On November 19, the People’s Bank of China ordered the country’s banks to increase their reserves by an additional 0.50%. It’s the second time in two week the Bank has boosted reserve requirements as it tries to keep the value of the yuan down.
But it won’t be enough. The yuan will continue surging despite these latest efforts, creating a tremendous opportunity for anyone who missed out the last time around — even if you’re not a global currency investor.
For one thing, China’s decision to increase reserve requirements it nothing new. Chinese policymakers have used this tool in the past to keep the supply of currency under control. But it hasn’t been very effective. Despite the regulations, the yuan is now 17% stronger against the U.S. dollar. And measures like this are becoming more difficult to implement as the Chinese economy continues to expand.

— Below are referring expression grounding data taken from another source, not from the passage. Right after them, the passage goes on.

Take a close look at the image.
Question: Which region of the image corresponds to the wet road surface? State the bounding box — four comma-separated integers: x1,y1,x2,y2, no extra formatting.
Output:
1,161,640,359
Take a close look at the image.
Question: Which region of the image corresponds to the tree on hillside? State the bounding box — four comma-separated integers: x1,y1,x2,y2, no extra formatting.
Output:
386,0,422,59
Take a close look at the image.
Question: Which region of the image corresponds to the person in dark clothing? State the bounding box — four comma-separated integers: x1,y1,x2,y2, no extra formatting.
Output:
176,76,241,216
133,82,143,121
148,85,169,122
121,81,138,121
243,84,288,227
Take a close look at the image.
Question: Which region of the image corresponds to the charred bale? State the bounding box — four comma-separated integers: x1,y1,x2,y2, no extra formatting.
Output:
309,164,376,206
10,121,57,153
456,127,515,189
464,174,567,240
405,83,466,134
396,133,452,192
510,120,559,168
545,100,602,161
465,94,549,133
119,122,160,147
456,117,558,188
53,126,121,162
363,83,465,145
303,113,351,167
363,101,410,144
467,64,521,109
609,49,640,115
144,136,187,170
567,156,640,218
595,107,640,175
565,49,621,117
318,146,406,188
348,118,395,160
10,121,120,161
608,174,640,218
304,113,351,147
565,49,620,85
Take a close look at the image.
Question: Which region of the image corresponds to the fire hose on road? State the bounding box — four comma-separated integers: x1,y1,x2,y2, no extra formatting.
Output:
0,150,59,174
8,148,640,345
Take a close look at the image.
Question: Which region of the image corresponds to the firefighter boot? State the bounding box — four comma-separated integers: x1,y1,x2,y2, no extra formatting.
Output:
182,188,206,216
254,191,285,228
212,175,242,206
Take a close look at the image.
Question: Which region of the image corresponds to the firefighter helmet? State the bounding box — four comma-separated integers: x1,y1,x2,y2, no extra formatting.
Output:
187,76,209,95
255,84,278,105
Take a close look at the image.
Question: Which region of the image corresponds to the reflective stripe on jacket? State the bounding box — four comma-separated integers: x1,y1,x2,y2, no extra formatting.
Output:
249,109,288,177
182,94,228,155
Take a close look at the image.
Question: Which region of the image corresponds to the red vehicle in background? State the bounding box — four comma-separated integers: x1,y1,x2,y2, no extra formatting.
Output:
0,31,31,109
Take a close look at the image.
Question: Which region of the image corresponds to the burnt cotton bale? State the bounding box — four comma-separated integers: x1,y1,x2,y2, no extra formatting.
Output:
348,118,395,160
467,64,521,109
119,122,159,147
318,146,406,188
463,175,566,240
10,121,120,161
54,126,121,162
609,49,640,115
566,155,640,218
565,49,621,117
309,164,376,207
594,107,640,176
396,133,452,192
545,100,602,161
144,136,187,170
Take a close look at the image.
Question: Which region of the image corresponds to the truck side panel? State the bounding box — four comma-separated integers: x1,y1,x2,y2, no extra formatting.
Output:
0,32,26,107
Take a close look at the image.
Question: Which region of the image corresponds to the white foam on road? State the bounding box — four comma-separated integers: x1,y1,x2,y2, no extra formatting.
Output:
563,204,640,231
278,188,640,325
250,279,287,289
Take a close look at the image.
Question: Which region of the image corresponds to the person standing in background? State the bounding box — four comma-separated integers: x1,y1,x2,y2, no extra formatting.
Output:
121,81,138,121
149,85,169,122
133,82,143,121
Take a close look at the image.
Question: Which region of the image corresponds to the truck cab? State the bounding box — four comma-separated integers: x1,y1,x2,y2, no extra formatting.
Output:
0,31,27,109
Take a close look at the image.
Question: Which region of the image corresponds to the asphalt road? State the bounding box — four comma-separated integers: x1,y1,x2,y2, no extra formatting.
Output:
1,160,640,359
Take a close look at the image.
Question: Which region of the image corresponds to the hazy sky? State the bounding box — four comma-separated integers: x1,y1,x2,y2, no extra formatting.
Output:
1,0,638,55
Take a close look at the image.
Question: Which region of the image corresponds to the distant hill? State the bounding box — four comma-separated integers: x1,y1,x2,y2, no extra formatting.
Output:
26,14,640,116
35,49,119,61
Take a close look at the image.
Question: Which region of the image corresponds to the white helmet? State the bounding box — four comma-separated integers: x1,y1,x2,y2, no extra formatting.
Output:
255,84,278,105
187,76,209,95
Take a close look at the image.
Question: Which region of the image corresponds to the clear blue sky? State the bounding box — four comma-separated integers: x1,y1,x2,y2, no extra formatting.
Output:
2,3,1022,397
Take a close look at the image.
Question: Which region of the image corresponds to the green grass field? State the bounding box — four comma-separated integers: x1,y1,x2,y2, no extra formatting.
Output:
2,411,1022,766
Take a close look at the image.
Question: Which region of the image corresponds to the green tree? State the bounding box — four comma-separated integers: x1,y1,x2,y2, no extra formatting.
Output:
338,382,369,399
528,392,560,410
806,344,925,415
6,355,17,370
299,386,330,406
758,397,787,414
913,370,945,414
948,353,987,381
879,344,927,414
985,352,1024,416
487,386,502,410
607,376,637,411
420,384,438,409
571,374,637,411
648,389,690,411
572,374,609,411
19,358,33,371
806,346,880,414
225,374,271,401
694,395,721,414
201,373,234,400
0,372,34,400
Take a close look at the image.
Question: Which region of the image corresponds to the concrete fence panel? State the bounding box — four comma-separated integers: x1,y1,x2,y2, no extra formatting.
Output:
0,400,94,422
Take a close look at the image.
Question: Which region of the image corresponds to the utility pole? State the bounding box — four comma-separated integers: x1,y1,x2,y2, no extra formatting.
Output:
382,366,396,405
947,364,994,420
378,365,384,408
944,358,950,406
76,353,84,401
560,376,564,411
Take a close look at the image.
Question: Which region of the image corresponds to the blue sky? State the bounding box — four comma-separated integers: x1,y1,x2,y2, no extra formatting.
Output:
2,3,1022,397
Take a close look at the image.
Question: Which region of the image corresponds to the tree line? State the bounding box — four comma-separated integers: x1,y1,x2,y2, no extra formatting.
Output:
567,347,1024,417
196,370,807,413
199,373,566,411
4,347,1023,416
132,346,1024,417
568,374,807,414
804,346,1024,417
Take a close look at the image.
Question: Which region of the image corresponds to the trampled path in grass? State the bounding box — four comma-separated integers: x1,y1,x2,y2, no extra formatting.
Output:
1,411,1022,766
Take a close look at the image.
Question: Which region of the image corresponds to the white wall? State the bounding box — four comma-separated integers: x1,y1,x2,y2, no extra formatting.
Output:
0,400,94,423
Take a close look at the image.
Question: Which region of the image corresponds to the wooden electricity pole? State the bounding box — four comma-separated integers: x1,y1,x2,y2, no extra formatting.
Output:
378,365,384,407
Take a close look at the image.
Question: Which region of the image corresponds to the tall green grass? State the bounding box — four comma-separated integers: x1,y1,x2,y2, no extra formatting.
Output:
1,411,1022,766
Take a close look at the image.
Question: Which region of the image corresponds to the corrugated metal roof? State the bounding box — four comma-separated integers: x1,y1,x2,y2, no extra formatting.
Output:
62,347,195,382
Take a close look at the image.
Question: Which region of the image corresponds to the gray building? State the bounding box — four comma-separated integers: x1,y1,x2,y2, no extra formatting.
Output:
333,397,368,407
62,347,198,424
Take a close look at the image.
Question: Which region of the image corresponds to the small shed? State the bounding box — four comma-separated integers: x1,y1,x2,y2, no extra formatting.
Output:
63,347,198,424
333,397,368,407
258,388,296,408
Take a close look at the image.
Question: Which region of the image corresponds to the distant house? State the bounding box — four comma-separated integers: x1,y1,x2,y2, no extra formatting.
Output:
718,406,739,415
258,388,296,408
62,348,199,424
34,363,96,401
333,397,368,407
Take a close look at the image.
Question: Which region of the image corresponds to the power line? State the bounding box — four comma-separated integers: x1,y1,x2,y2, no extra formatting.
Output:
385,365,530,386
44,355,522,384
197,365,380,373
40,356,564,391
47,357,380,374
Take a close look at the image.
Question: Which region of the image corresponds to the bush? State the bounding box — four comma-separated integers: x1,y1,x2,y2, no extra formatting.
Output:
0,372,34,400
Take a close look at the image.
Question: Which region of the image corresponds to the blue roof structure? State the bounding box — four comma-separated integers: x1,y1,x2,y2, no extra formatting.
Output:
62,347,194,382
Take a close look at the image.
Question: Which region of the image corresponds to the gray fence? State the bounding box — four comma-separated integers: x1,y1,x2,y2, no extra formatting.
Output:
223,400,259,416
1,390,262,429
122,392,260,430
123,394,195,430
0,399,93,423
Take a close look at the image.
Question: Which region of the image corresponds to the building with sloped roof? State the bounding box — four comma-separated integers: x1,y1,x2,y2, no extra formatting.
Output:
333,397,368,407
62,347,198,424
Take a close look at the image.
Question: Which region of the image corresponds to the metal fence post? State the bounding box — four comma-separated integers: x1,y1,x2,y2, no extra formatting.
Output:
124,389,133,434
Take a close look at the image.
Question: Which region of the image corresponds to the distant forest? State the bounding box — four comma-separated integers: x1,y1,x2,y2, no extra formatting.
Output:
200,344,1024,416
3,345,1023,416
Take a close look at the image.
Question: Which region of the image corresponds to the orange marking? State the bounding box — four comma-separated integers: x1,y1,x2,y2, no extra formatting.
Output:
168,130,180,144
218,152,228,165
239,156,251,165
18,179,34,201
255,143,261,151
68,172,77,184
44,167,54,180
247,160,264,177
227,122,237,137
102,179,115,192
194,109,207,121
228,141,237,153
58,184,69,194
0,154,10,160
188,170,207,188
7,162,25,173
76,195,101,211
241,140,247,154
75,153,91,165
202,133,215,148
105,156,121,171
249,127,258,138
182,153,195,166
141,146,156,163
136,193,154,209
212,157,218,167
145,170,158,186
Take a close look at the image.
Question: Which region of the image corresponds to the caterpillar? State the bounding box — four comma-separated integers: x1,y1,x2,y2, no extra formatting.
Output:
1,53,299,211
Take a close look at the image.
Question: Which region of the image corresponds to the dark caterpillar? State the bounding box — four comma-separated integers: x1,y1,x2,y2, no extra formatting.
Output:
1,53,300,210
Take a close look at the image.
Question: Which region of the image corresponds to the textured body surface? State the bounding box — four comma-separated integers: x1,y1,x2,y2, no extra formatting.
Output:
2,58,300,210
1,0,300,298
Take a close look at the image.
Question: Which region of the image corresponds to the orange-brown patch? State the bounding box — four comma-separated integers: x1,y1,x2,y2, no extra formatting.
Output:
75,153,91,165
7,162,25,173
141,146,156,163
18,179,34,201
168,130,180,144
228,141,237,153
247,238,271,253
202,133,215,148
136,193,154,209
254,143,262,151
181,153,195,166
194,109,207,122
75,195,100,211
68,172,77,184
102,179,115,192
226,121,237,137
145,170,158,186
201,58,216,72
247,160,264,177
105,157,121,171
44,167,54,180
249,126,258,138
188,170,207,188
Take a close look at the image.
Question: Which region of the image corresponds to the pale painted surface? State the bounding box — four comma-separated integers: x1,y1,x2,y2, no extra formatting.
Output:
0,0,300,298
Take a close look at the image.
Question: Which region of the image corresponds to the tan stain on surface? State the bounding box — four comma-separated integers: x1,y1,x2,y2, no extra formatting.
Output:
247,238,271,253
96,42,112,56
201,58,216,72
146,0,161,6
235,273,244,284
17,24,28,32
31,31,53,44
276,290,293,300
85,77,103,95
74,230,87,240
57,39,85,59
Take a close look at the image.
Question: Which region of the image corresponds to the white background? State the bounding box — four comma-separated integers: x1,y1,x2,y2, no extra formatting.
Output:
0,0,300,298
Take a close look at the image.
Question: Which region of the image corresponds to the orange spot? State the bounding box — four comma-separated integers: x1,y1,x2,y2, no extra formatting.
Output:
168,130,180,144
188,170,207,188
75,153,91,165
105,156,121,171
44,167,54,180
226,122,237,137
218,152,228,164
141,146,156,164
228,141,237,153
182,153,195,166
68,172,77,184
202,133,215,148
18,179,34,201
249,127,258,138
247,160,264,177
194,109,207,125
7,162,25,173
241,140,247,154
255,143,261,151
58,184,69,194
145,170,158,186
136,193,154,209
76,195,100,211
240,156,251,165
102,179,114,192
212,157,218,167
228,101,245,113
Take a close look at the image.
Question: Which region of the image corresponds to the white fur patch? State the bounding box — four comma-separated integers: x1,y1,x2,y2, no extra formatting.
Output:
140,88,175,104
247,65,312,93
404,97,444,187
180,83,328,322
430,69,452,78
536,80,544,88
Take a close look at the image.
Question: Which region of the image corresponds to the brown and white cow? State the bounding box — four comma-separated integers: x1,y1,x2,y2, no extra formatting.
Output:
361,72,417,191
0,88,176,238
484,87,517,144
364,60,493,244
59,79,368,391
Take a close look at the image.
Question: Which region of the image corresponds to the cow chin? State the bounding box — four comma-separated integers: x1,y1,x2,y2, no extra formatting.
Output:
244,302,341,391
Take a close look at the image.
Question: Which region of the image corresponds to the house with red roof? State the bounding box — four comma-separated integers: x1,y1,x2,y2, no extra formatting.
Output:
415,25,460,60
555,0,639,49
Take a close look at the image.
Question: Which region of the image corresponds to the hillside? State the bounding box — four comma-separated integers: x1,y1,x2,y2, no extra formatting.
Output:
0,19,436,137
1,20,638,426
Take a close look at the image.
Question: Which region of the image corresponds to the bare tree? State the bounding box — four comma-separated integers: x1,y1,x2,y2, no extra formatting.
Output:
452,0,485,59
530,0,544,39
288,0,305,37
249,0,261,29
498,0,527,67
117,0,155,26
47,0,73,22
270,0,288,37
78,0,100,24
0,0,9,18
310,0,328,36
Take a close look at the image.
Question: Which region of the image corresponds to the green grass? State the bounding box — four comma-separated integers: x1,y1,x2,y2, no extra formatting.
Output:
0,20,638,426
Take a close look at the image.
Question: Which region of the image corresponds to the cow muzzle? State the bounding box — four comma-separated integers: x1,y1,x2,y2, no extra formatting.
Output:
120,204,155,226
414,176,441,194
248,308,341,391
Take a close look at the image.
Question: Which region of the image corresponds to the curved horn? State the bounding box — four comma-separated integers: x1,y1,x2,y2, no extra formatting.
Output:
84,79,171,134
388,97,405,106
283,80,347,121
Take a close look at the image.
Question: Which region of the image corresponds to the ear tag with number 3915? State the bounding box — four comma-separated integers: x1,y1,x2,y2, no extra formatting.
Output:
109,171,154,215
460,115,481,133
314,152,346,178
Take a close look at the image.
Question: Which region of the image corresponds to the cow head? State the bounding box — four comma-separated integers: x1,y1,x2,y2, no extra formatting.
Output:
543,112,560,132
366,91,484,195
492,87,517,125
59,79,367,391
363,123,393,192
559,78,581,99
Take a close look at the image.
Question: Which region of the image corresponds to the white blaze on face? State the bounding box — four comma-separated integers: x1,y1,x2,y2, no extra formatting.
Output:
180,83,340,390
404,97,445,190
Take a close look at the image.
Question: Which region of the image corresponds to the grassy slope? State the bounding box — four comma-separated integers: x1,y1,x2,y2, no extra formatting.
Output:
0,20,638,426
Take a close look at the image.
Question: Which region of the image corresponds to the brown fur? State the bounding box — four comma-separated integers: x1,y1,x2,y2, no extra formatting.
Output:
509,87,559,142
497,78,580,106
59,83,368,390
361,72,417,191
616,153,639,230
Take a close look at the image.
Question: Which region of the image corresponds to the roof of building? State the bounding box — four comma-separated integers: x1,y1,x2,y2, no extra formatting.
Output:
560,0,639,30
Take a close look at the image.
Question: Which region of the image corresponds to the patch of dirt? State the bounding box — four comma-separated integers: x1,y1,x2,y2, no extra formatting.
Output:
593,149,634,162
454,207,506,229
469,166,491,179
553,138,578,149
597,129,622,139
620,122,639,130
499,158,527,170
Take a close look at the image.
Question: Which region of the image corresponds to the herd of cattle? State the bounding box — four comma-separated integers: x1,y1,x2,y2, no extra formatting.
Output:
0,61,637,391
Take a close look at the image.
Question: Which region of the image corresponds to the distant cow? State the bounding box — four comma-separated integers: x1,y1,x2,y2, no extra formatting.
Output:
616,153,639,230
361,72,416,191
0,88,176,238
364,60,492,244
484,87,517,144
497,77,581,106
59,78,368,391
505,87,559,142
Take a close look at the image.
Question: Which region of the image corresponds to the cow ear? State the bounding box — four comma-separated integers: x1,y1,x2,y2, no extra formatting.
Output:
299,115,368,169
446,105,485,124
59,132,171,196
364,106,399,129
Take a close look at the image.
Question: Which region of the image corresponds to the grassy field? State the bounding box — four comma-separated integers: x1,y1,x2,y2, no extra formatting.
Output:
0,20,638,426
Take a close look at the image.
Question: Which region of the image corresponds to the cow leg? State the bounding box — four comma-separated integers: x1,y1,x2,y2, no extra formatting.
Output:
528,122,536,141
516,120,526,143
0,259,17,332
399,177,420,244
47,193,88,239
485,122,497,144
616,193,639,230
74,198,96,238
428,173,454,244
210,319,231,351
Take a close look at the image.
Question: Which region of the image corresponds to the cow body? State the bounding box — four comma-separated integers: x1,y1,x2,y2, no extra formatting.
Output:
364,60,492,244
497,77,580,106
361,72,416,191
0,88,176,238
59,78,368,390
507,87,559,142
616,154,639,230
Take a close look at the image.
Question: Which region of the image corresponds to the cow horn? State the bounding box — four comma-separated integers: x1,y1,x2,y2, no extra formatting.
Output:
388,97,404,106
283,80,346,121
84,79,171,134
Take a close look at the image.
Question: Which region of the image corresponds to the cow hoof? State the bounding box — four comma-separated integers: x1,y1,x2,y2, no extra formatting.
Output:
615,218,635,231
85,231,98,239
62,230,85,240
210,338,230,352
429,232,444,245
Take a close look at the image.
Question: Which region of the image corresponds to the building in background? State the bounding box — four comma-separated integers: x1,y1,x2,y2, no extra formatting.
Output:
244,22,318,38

China’s gross domestic product jumped almost 10% in the third quarter of 2010 — matching the 30-year average. Although dipping slightly from previous years, the current pace of Chinese expansion is 4 times that of the United States.
And the trend is going to continue as long as China maintains its strong exporting relationships. Both the United States and Germany make up about a quarter China’s trade, with South Korea, Hong Kong and Japan comprising another 25%. These countries not only rely on China’s low-cost food processing and manufacturing, they also rely on China’s raw material excavation and energy production. China is ranked third in global energy production and first in wind power.
Domestic demand in China is also going to push the yuan higher. Roughly 200 million individuals are now considered the middle class in China. That figure is expected to more than triple in the next five years as wage growth increases the country’s standard of living.
As it is, consumption of food and electronics has already grown by an average of roughly 30% over the last five years. And the number of Chinese people using the Internet has more than doubled in the past seven. With more and more people joining China’s middle class every day, you can bet that their consumption will continue rising, too.
But you can’t have rapidly accelerating growth without having consumer price increases.
The People’s Bank of China knows this, so it keeps a close eye on the economy’s underlying inflation rate. As the economy keeps booming, China’s central bankers will keep monetary policy restrictive. Simply put, this means interest rates will keep going higher. And higher rates naturally support demand for the currency.
In fact, even though China’s one-year bank deposit rate (currently at 2.25%) doesn’t match the central bank’s national rate of 5.56%, it’s still a bigger draw than the U.S. savings deposit rates of barely 0.50% The higher interest rate will continue to attract foreign investments and support further appreciation in the exchange rate — no matter how much China tries to control it.
But you don’t need to be a foreign currency trader to participate in the yuan’s unstoppable rise. You can just invest in the WisdomTree Dreyfus Chinese Yuan (CYB) ETF.
CYB aims for returns similar to money market investments available to foreign investors while tracking fluctuations in the Chinese yuan. For everyday investors, it’s a great conduit for slow, stable appreciation in China’s currency. At the same time, it helps diversify domestically focused portfolios without a lot of volatility.
The ETF should do quite well in the months ahead. China’s economy will continue to expand. Central bankers will keep raising interest rates and increasing reserve requirements on national banks. The yuan will continue to appreciate. Ultimately, it’s an opportunity that’s almost impossible to pass up. And CYP offers a great way to play it.